Last known in 2017, there was about ~25k pharmaceutical products and ~13k cosmetic products.

It would also be useful to extract all drugs from https://www.pharmacy.gov.my/v2/en/apps/fukkm

In [None]:
from google.colab import drive
drive.mount('/content/drive')

In [None]:
data_dir = '/content/drive/MyDrive/Colab Notebooks/pharma-gov-scrape/Data/'

## Scrape NPRA's Quest 3+

**Target:** https://npra.gov.my/index.php/en/consumers/information/products-search.html

The target page has a search form with following fields:

- **Product category**: indicate to search pharmaceutical or cosmetic products.
- **Search by**: the product attribute to search by.
- **Search**: the text to query, minimum 5 characters.

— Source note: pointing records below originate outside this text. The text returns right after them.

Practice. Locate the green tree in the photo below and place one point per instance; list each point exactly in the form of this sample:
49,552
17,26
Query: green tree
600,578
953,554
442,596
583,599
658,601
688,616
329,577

The search form call the API at `https://quest3plus.bpfk.gov.my/pmo2/content.php` with following payload schema:

```python
{
    'func': 'search', # API's function name?
    'searchBy': '1', # The 'Search by' field.
    'searchTxt': '', # The 'Search' field
    'cat': '2' # The 'Product category' field, where 1 = Pharmaceutical, 2 = Cosmetic
}
```

The API returns the search result as partial HTML in `<table>` form. The page will paginate the search result using client-side JavaScript.

**Note:**

- API has no minimum character limit on `searchTxt`. We can send blank text.
- API has no max result on query. We can get all results.

In [None]:
import requests
from bs4 import BeautifulSoup

def scrape_quest(category):
  data = {
      'func': 'search',
      'searchBy': '1',
      'searchTxt': '',
      'cat': category
  }

  url = 'https://quest3plus.bpfk.gov.my/pmo2/content.php'
  res = requests.post(url, data=data, verify=False)
  soup = BeautifulSoup(res.content, 'html.parser')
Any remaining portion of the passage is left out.